University of Michigan archeologist Alicia Ventresca Miller, who was not involved in the paper, shares Stockhammer’s enthusiasm and feels this new work reveals a lot about early human inheritance of goods and property. “As far as I can tell, there are no other studies that have such large sample sizes and multiple analyses to come to these conclusions, especially for prehistoric groups,” she says. “Their finding that wealth was inherited, rather than achieved, has real impacts for research on inequality and will likely change our understanding of ancient Europe.
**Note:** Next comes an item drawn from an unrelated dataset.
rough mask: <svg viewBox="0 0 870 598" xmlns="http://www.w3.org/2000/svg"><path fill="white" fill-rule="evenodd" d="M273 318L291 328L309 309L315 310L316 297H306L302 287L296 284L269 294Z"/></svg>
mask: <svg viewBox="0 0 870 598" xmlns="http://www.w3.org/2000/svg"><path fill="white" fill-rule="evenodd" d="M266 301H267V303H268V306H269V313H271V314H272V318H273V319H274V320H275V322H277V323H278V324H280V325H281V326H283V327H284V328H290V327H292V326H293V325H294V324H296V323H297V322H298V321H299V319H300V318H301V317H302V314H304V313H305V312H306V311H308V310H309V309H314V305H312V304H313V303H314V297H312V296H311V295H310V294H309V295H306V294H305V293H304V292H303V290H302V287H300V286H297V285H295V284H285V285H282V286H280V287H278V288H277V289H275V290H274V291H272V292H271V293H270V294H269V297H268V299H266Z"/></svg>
The results give us insight into the complexity of ancient lifeways.”
Krishna Veeramah, a population geneticist in the department of ecology and evolution at Stony Brook University, who was also not involved in the study, thinks the new multidisciplinary research approach may serve as a model for future work, especially as characterizing ancient DNA becomes more affordable and widespread.
For his part, Stockhammer believes marrying outside one’s community encouraged the cultural exchange of information, which ultimately led to the formation of new civilizations. Increasing social interactions with other communities allowed for a more efficient transfer of skills and goods to a wider population. “I am sure the fact that a large number of adult women from outside the society entered the society had an important effect—that new knowledge and technologies came with them,” he says.
Anthropologists and scientists from other fields refer to a concept called ratcheting, in which cultural information is not just shared and learned but also modified and improved. If ancient humans mingled with outside communities, countless kernels of know-how would have been borrowed and altered for both good and bad (more effective tools; more lethal weapons and warfare).
Individuals marrying outside of their community may have also made sense from the standpoint of genetic fitness and allowed local societies to thrive. Doing so would have prevented the genetic abnormalities that come from inbreeding and perhaps, in the long term, improved collective community survival.
Stockhammer already has plans to expand his work to areas beyond just Augsburg in hopes of assembling a more comprehensive view of Bronze Age social structure. He aims to develop a picture of how we lived, interbred and formed cultural groups—and how and when class division, or structured inequality, arose in human society.